Pausa. Nazarena llora pero no deja de hablar. Solloza sin cortar la charla, como un desahogo profundo e interminable. Confiesa que siempre que habla del tema llora. No tiene pudor por mostrar su dolor. Se revela tal como es, visceral, con la sensibilidad a flor de piel, brutalmente sincera. "Hay momentos en que me planteo por qué mi sobrinas se quedaron sin su mamá. O por qué mis viejos están pasando un dolor tan fuerte. Nunca el por qué a mí. El dolor es tremendo, pero no quiero ponerme a pensar lo que es perder un hijo. Por qué a mi mamá y a mi papá, que se rompieron el alma los dos juntos para que nunca nos faltara nada a ninguno de los seis. Verles las miradas de tristeza infinita." Se seca las lágrimas. Se compone. Y sigue: "Pero hay momentos en que me reconcilio y estoy convencida que un día, cuando me muera, me van a aparecer todas las respuestas". La pregunta que sigue es sobre su sobrina, Bianca, que al principio, no podía ver a Nazarena porque la actriz estaba peleada con el padre. Hoy, ya superado ese escollo legal, su mirada triste recupera en un segundo la chispa al escuchar el nombre de Bianca: "Es una hija de p. Es igual a Jaz. El mismo carácter. Es tremenda. Cumple años el mismo día que yo. El 25 de julio. Y Jazmín cumple el 27. Son fechas muy movilizantes. La ves a Bianca y es Jazmín".

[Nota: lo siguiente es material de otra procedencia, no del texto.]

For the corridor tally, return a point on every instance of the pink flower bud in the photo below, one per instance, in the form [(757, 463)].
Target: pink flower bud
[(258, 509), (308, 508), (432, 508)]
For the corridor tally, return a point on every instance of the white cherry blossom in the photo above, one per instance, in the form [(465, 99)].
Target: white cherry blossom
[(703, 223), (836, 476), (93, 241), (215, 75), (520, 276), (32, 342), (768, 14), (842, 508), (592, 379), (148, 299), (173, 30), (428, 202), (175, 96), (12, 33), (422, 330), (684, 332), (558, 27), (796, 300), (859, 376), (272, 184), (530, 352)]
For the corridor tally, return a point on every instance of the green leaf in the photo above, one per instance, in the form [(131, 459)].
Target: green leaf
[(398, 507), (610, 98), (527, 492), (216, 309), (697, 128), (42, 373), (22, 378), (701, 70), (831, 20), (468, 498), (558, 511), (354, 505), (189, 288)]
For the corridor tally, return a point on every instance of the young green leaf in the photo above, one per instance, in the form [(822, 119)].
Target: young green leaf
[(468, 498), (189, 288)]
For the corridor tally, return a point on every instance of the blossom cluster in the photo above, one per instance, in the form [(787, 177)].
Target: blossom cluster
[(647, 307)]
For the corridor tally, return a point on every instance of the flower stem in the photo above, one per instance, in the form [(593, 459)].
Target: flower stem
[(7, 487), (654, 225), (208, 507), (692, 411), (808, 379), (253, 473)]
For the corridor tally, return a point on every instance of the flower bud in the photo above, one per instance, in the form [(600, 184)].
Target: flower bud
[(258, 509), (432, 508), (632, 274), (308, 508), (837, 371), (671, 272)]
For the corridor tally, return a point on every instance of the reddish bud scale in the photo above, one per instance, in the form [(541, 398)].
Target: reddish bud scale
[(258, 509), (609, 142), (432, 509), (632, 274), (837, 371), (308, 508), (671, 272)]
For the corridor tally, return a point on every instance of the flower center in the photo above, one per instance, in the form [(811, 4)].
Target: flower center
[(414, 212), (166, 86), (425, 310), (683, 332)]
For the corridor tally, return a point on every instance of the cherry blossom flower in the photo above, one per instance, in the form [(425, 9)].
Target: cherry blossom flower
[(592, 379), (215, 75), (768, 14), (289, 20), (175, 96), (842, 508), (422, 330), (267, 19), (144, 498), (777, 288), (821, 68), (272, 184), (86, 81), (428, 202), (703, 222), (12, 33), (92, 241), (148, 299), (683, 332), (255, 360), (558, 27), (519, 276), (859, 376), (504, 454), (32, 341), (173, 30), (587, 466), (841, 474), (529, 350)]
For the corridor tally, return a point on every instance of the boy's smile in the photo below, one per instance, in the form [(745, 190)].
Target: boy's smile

Peleas y amistades mediáticas

Una palabra sobre...
Gerardo Sofovich: "Un referente"
Flor de la V: "Una gran luchadora"
Marcelo Tinelli: "Un genio"
Moria Casán: "Paso"
Carmen Barbieri: "Otra gran luchadora"
Mirtha Legrand: "Una diva"
Flavia Palmiero: "Una mierda".COMPARTILO

-¿Qué fue lo primero que te decepcionó del mundo del espectáculo?

-Es que yo nunca tuve demasiadas expectativas. Nunca soñé con llegar a Hollywood ni hacerme multimillonaria. Entiendo que esta carrera está hecha de éxitos y fracasos. Nunca me lo tomé tan en serio. El enfoque de mi vida siempre estuvo en mi familia.

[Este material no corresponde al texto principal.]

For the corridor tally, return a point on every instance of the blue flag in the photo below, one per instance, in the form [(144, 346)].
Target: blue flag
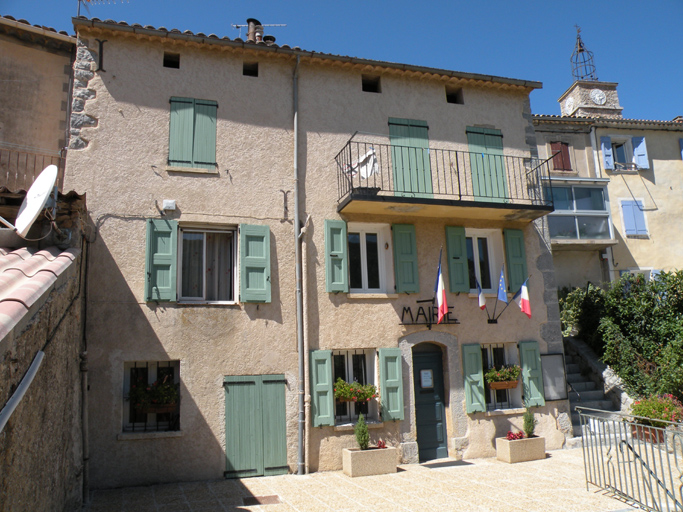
[(502, 289)]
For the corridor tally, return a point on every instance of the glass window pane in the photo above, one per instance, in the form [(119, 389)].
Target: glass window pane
[(593, 227), (355, 267), (484, 266), (193, 265), (219, 266), (562, 227), (372, 259), (589, 199)]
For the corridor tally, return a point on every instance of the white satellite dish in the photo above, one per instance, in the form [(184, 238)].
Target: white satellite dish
[(34, 202)]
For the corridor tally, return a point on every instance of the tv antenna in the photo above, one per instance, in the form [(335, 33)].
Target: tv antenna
[(34, 202)]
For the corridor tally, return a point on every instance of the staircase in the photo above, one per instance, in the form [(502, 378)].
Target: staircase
[(583, 389)]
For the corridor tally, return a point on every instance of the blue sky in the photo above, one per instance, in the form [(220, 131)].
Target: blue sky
[(636, 43)]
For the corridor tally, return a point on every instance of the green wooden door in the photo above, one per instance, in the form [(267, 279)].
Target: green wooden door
[(255, 425), (430, 412), (410, 157), (489, 180)]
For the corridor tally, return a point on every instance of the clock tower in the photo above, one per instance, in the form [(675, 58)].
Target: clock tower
[(587, 96)]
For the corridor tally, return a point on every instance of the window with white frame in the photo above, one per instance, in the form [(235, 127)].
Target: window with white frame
[(484, 258), (581, 212), (370, 258), (151, 391), (207, 270), (354, 366)]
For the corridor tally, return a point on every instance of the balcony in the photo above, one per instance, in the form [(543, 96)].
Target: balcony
[(20, 168), (374, 177)]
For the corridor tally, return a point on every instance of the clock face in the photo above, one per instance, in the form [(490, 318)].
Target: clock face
[(598, 97)]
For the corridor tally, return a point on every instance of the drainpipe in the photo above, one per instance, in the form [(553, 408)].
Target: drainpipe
[(299, 293)]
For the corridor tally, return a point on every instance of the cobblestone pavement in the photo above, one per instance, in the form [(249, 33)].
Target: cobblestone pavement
[(554, 484)]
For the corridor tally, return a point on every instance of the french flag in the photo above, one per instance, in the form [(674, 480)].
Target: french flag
[(522, 299), (440, 294), (482, 299)]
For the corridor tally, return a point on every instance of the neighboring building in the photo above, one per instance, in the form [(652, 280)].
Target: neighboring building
[(35, 87), (190, 148), (615, 185)]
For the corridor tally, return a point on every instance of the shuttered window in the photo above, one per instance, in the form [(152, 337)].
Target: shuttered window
[(192, 133)]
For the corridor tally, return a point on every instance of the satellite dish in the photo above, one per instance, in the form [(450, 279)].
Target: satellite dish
[(34, 202)]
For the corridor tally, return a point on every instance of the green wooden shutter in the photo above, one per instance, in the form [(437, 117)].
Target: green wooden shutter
[(405, 258), (181, 132), (473, 373), (391, 383), (322, 389), (456, 252), (532, 376), (336, 256), (161, 260), (254, 263), (274, 425), (204, 149), (516, 258)]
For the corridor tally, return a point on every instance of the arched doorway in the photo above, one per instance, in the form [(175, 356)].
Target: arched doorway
[(430, 410)]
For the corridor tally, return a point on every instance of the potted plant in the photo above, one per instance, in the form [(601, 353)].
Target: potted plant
[(159, 397), (366, 460), (648, 410), (521, 446), (353, 391), (503, 377)]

-¿Quiénes son tus amigos del medio?

- Atilio Veronelli. Estoy haciendo ahora una amistad con Georgina [Barbarossa] . Paulita Chaves. Tengo muy buena relación con todos en general. Pero mi vida se concentra tanto adentro de mi casa. Tengo tres hijos de distintas edades. Una sola de mis hermanas vive en Buenos Aires, así que cada vez que puedo viajo a Madryn a ver al resto. Y mi trabajo demanda demasiado tiempo... Pero tengo amigos. Hoy , Gerardo es un amigo que me va a quedar para siempre.

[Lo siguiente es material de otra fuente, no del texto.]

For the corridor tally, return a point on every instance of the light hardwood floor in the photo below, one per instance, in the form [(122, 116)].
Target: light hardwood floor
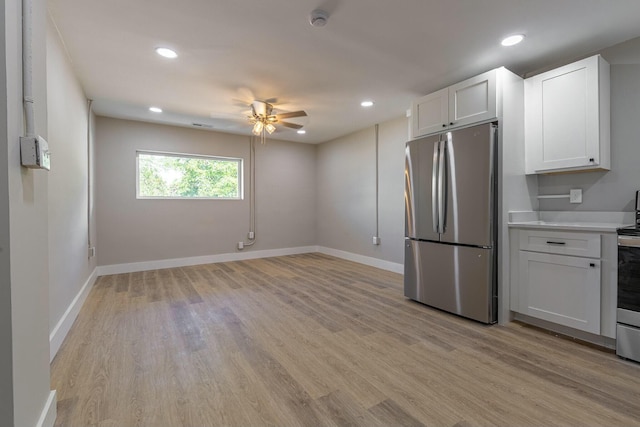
[(314, 340)]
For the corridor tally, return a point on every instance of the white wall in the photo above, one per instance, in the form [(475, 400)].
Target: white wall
[(346, 192), (131, 230), (24, 391), (69, 265)]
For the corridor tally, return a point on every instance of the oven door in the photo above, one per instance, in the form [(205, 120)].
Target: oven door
[(629, 273)]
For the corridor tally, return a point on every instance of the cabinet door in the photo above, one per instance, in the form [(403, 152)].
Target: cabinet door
[(563, 119), (429, 114), (561, 289), (473, 100)]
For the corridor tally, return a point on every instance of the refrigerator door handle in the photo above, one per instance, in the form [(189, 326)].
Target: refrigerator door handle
[(442, 187), (435, 187)]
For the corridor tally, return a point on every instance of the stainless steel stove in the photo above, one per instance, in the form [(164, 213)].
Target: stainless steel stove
[(628, 311)]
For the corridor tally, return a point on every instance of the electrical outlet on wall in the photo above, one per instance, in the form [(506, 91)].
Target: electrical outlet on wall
[(575, 195)]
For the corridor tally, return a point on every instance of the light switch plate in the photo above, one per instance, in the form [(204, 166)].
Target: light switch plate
[(575, 195)]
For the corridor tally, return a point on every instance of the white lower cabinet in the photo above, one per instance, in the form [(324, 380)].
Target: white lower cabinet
[(561, 289), (565, 277)]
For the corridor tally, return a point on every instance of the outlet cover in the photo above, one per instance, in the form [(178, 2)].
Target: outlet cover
[(575, 196)]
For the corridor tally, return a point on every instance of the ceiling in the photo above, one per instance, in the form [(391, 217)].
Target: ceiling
[(387, 51)]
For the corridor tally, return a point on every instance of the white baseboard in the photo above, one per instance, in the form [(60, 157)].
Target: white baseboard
[(240, 256), (362, 259), (61, 329), (49, 412), (207, 259)]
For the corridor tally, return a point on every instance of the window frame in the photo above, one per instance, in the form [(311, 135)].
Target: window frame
[(238, 160)]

-Sin embargo, estuvieron muy peleados durante un largo tiempo.

- Gerardo es familia mía. Vos con un papá , un tío, te peleás y después te arreglás. Siempre hubo mucho amor, hubo un año en el que discutimos. Pero eso pasó. Yo lo amo, lo adoro, es uno de mis grandes amigos del medio. Cuando hay un amor genuino, esas peleas pasan.

-Llevar las discusiones con colegas a la televisión, ¿no te expone demasiado? ¿Cómo lo manejás?

- Depende con quién te pelees. Hay gente que no me importa nada. En líneas generales no me interesa. Es más el mito. Yo digo todo lo que pienso. Soy muy sanguínea para hablar. Lo que no me gusta lo digo, pero desde el respeto. Y a veces piensan que me estoy peleando, pero es mi forma de hablar [risas]. Tengo una sola persona con la que no me hablo que es Moria y ahora una persona que se metió con mi hija.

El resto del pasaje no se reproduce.